C’è sicuramente un utilizzo per finalità estranee alla tutela della legalità delle fattispecie incriminatrici che in questo caso sono dirette quantomeno a mettere in chiaro il discorso che chi lotta, e lotta con finalità che sono evidentemente diverse dal sistema dei partiti e delle istituzioni, corre il rischio di andare incontro a processi con imputazioni piuttosto gravi.

Questo atteggiamento ha avuto inizio da un certo momento in poi? Possiamo per esempio fare riferimento a Napoli e Genova 2001…

Questo è un criterio di applicazione delle norme incriminatrici che sicuramente ha trovato nei processi che sono scaturiti dalle giornate di mobilitazione intorno al G8 del 2001 un elemento fortissimo di sperimentazione; basti ricordare che a Genova ancora oggi pende un processo con imputazioni molto gravi, come quella di “devastazione e saccheggio”, a carico di 23, se non ricordo male, militanti e attivisti individuati quali presunti autori di attività così rilevanti dal punto di vista penale. Parliamo di fattispecie incriminatrici che per esempio a Genova riguardano trattamenti sanzionatori che vanno da un minimo di 8 a un massimo di 15 anni di reclusione. A Roma addirittura è ancora superiore il carico sanzionatorio che deriverebbe da un’eventuale pronuncia di condanna perché la rapina aggravata, secondo l’art. 628 del Codice Penale, è punita con una pena che va da 4 anni e mezzo a 20 anni di reclusione.

Sono quindi pesantissime accuse che poi vanno anche a porre sotto una cortina di silenzio i contenuti di queste iniziative di lotta e di conflitto sociale.

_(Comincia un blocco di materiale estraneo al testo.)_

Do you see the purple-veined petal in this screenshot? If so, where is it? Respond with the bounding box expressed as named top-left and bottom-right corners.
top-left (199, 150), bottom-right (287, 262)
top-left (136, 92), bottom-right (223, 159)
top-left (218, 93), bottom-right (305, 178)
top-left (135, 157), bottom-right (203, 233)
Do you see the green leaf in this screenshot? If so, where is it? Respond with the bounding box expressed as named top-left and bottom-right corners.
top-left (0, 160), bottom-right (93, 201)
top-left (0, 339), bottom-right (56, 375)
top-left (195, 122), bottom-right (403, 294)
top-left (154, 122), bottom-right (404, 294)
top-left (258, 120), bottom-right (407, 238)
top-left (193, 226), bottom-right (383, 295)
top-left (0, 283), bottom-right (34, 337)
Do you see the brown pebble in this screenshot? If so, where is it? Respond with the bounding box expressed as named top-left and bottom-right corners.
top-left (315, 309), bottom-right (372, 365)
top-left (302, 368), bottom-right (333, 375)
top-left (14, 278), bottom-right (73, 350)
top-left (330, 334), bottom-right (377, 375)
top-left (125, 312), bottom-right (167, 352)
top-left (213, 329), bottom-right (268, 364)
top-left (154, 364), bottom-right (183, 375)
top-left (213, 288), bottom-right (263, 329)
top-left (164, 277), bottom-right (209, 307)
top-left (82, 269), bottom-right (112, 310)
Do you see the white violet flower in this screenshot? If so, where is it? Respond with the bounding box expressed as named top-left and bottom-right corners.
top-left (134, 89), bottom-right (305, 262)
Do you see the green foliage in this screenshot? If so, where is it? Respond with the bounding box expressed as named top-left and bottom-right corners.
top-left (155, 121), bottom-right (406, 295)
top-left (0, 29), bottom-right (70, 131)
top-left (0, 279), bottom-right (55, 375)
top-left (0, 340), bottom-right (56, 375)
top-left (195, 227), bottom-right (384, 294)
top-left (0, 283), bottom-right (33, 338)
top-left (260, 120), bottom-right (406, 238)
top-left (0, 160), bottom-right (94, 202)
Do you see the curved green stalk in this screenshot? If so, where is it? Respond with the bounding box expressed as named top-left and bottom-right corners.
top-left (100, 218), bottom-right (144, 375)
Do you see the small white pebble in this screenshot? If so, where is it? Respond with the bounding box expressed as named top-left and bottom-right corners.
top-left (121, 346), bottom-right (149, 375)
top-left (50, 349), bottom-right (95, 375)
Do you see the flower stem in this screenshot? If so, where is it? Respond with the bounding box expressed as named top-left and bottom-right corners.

Certamente. Il problema è che a fronte di un carico giudiziario che nel corso degli ultimi anni è aumentato in maniera esponenziale (basti considerare che sono pendenti, allo stato, un numero di procedimenti addirittura superiori a quelli che si verificarono in esito al cosiddetto “Biennio Rosso”, cioè al ciclo di lotte ’68-’69) ad oggi questo carico giudiziario non trova assolutamente una risposta di carattere politico per sottrarre le lotte militanti al ricatto dell’applicazione della sanzione penale. Il provvedimento d’indulto, che noi abbiamo utilizzato per esempio per giustificare la richiesta di revoca della misura cautelare a carico dei militanti che erano stati attinti dalla stessa misura per le lotte appunto del 6 novembre 2004, è semplicemente un palliativo perché il discorso sarebbe di ben altro spessore se fosse accolta l’indicazione, il tipo di dibattito che si sta sviluppando nell’ambito delle reti di movimento, tra giuristi comunque impegnati anche nella difesa di questi militanti, in relazione alla depenalizzazione di alcune fattispecie di reato e al riconoscimento di alcune “esimenti”, cioè di cause di giustificazione che sottraggano le lotte e gli episodi collegati alle lotte all’applicazione della sanzione penale.

Sanzioni penali che non possono non portare a un clima anche di allarme politico-sociale, per cui -punisco chi ha portato avanti una serie di iniziative, e metto in guardia anche chi ha l’intenzione di organizzarne di nuove-…

Certo, questi sono processi che hanno un chiaro contenuto di deterrenza, quindi sono processi attraverso i quali si realizza un passaggio di pressione nei confronti di settori, forze sociali, forze politiche più o meno organizzate, con cui si mette un paletto oltre il quale scatta la minaccia dell’applicazione della sanzione penale.

Possiamo parlare, per usare termini giuridici, quasi di “uso della giustizia a scopo intimidatorio”?

Possiamo parlare di un uso della giustizia che presenta in questa situazione dei profili di grande allarme sociale, perché in una condizione in cui comunque, a prescindere dalla lettura inquisitoria che viene proposta dai diversi uffici della Procura di Roma e di altre città, vi sono episodi, lotte che si sviluppano e si articolano, queste sono soggette al ricatto dell’applicazione della sanzione penale.

Non so se sa che in occasione dell’apertura del processo, mercoledì 18 ottobre, ci sarà anche una manifestazione a Piazzale Clodio…

Credo che sia un segnale necessario in questa situazione.